Cyclic voltammetric, computational, and quantitative structure–electrochemistry relationship studies of the reduction of several 9,10-anthraquinone derivatives

The electrochemical behavior of 33 newly synthesized 9,10-anthraquinone (Aq) derivatives were studied in acetonitrile solution by cyclic voltammetry, under the same experimental conditions. In the absence of a proton donor source, the anthraquinones reduced in two successive one-electron steps. The first step is reversible while the second step is reversible or quasi-reversible. Some electrochemical properties such as peak potentials and half-wave reduction potentials were determined from the recorded cyclic voltammograms.
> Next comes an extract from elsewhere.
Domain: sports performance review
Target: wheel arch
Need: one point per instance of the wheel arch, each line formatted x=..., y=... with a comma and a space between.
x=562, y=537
Semi-empirical PM3 and DFT methods at the level of B3LYP have been used to compute the redox potentials for 15 typical anthraquinone derivatives in acetonitrile solution. A linear relationship was observed between the theoretically predicted values and experimentally determined half-wave reduction potentials of the 9,10-anthraquinone derivatives. The classification of Aq derivatives was carried out by the application of principal component analysis on the current data of the cyclic voltamograms and plotting the resulted scores. The quantitative effects of structural characteristics of the molecules on their electrochemical properties were investigated by quantitative structure–property relationship analysis. Linear multi-parametric equations between electrochemical properties as dependent variable and molecular descriptors as independent variables were obtained by genetic algorithm-multiple linear regression analysis. The resulting QSPR equations indicated that the topology of the molecules is an important factor in the first reduction wave while the electronic parameters significantly affect the second reduction wave.